Determined to “fix” Sol, Lisa steps into his world, along with her charming boyfriend, Clark, and soon the three form an unexpected bond. But, as Lisa learns more about Sol and he and Clark grow closer and closer, the walls they’ve built around themselves start to collapse and their friendships threaten to do the same.
If I Was Your Girl
By Meredith Russo
‘Important and brave. Read this wonderful book, just read it.’ — Jennifer Niven, author of All the Bright Places
Amanda Hardy is the new girl at school.
Like everyone else, all she wants is to make friends and fit in. But Amanda is holding back. Even from Grant, the guy she’s falling in love with.
Amanda has a secret.
At her old school, she used to be called Andrew. And secrets always have a way of getting out.
A book about loving yourself and being loved for who you really are.
By Will Kostakis
The Swimmer. The Rebel. The Nerd.
All Ryan, Harley and Miles had in common was Isaac. They lived different lives, had different interests and kept different secrets. But they shared the same best friend. They were sidekicks. And now that Isaac’s gone, what does that make them?
Will Kostakis, award-winning author of The First Third, perfectly depicts the pain and pleasure of this teenage world, piecing together three points of view with intricate splendour.
The above books aren’t the only ones I enjoyed, but they’re definitely the ones I most vividly remember being my favourite. That doesn’t mean there weren’t others I didn’t enjoy just as much.

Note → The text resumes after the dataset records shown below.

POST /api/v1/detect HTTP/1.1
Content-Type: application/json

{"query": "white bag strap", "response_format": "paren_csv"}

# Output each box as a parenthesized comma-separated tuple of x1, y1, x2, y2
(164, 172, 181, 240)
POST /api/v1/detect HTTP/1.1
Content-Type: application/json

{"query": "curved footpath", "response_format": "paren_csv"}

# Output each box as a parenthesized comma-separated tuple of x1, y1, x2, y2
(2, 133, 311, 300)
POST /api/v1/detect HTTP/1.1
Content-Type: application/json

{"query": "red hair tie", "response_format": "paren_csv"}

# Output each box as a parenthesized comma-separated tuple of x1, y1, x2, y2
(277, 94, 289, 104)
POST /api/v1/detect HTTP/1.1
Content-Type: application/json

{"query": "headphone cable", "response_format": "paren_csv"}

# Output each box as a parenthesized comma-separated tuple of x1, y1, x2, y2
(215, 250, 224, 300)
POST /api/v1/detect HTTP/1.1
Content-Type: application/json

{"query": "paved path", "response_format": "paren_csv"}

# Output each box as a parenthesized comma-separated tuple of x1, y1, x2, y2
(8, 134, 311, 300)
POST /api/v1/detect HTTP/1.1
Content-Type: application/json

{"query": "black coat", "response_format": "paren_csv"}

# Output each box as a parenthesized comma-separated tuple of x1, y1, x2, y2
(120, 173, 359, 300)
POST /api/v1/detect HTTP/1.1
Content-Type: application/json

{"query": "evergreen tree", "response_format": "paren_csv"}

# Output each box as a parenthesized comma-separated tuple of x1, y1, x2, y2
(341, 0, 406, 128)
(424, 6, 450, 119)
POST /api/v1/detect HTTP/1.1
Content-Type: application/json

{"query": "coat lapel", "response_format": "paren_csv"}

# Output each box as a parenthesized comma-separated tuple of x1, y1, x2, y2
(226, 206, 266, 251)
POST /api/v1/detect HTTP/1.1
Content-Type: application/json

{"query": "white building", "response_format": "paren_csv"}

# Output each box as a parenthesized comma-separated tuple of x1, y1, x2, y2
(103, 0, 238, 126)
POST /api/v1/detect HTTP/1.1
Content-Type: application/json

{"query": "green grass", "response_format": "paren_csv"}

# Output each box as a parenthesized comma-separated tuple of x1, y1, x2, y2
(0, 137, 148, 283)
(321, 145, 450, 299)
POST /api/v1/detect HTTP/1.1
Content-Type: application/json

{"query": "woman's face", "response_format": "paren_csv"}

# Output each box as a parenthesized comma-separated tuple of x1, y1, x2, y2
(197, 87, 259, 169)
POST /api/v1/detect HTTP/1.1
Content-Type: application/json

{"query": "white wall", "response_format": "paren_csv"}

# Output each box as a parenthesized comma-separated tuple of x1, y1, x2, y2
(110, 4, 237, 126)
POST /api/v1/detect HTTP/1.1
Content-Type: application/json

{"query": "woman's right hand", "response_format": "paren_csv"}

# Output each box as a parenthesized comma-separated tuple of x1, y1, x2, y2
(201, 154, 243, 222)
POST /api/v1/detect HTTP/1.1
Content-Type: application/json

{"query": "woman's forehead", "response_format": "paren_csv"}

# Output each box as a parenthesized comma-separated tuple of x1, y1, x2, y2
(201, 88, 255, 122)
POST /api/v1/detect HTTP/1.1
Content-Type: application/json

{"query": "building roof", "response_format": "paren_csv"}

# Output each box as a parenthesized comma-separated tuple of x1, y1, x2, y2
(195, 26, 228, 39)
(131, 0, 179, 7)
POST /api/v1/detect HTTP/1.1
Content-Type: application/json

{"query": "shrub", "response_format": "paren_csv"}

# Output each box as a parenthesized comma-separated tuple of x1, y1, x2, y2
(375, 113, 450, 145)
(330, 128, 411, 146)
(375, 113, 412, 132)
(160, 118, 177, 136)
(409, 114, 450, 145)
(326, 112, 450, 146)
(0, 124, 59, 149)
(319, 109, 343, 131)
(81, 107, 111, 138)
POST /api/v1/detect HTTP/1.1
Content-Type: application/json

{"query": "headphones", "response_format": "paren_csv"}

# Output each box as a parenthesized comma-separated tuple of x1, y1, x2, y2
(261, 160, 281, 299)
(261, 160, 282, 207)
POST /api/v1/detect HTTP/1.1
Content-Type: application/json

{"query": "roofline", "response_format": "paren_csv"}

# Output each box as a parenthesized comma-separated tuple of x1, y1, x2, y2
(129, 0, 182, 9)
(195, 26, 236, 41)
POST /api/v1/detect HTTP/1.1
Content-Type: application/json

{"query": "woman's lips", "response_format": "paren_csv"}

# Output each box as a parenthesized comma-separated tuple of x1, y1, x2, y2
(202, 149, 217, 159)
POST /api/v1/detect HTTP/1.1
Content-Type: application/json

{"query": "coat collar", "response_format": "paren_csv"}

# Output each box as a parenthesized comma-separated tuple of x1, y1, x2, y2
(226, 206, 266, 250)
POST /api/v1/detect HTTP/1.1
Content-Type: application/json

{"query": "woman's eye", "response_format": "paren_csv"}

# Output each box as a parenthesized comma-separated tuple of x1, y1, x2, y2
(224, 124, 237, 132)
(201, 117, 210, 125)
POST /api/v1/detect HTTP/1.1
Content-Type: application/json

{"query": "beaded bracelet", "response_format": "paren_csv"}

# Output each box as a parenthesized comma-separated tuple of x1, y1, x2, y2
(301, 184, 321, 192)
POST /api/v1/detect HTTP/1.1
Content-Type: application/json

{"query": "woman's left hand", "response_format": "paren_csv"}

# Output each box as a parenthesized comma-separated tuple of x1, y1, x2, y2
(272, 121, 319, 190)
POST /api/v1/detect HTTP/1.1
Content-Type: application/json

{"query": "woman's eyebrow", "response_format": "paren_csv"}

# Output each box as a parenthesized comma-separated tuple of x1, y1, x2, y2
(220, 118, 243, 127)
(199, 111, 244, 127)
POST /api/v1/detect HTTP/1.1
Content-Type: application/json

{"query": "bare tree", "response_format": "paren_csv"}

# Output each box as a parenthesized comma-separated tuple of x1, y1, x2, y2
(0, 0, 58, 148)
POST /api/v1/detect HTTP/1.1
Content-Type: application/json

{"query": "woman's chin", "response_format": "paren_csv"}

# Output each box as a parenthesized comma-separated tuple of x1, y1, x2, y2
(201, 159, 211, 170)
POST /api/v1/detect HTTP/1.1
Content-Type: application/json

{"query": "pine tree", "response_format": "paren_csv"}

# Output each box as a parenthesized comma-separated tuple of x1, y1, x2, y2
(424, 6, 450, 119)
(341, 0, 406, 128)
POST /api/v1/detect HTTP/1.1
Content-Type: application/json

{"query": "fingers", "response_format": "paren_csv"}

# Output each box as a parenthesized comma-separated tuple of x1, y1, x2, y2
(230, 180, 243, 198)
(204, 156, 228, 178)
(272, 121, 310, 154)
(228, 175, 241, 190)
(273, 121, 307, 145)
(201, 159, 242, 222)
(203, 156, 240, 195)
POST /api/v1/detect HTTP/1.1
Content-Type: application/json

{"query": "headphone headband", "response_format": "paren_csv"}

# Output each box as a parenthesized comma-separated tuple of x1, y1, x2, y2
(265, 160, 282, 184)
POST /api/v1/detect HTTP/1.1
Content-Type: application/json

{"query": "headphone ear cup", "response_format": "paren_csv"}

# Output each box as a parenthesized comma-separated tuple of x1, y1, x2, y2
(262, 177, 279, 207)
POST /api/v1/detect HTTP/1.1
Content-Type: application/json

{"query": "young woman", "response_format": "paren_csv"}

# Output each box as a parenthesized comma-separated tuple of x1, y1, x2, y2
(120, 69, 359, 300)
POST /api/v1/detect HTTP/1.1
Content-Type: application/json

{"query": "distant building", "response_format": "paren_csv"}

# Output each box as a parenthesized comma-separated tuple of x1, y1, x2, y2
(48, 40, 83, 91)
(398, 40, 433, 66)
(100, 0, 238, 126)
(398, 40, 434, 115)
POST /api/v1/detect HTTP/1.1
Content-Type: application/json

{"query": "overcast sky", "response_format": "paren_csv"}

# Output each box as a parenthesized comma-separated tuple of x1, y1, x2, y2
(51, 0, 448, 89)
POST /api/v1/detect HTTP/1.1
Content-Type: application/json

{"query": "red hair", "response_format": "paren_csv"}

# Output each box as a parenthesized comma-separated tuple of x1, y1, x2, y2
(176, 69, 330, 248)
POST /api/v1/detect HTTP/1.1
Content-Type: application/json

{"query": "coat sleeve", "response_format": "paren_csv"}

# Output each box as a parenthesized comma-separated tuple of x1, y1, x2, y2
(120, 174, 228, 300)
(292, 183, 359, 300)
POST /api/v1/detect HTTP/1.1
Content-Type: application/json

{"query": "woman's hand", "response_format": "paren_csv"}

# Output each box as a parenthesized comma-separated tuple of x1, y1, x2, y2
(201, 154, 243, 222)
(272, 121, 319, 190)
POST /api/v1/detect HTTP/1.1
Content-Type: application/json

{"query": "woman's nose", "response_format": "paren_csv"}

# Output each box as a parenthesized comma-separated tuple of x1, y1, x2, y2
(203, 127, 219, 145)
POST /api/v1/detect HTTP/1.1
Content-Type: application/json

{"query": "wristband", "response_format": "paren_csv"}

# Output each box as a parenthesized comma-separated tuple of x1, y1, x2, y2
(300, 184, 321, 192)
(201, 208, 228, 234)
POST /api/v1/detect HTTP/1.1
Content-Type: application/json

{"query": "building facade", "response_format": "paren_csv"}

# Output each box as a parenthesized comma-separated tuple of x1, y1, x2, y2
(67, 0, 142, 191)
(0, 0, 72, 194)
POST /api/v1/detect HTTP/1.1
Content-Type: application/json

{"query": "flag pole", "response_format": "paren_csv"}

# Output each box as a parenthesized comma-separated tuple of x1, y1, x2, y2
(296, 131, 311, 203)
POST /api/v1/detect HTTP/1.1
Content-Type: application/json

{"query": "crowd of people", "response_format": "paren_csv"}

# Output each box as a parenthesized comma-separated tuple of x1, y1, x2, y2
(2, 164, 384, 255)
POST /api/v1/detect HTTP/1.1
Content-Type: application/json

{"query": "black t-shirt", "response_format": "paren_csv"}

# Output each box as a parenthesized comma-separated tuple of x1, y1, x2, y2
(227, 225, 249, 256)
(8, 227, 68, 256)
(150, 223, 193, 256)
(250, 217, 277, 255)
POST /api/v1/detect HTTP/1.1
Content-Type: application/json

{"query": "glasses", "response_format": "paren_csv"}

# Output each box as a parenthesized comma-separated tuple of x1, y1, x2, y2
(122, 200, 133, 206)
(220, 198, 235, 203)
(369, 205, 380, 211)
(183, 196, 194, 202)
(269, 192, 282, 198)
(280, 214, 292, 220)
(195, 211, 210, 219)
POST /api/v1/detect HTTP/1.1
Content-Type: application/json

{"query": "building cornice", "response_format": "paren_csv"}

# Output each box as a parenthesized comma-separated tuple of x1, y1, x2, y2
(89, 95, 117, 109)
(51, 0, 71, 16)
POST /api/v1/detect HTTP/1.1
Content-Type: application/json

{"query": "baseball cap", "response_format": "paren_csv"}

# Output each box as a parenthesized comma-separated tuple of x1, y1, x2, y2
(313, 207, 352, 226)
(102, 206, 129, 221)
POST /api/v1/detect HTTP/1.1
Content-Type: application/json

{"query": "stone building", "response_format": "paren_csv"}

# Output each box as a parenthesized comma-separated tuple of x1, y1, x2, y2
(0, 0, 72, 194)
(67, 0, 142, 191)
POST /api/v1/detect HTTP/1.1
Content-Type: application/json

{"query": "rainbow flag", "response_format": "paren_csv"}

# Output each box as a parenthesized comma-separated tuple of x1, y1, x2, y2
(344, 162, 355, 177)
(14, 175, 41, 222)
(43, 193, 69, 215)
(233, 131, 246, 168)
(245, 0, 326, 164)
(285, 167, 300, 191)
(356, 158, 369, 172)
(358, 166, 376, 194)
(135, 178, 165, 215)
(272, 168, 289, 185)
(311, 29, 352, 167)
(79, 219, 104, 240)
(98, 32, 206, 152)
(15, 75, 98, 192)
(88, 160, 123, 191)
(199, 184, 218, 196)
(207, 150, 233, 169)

My memory is fickle so here are some others I also liked:
- Boy Meets Boy by David Levithan
- Simon vs the Homo Sapiens Agenda by Becky Albertalli
- You Know Me Well by Nina LaCour and David Levithan
- The Dark Wife by Sarah Diemer
- Clancy of the Undertow by Christopher Currie
- More Than This by Patrick Ness
- The Abyss Surrounds Us by Emily Skrutskie
- Ash By Malinda Lo
Anyway, every book I’ve listed anywhere in this blog post has at least one viewpoint character who is queer. That’s the way I like it. Next year, I’m going to aim for 40 books and most of that will be taken up by the 2017 Diversity Bingo.
Good fucking riddance, 2016, and let’s batten down the hatches what is likely to be an… interesting 2017.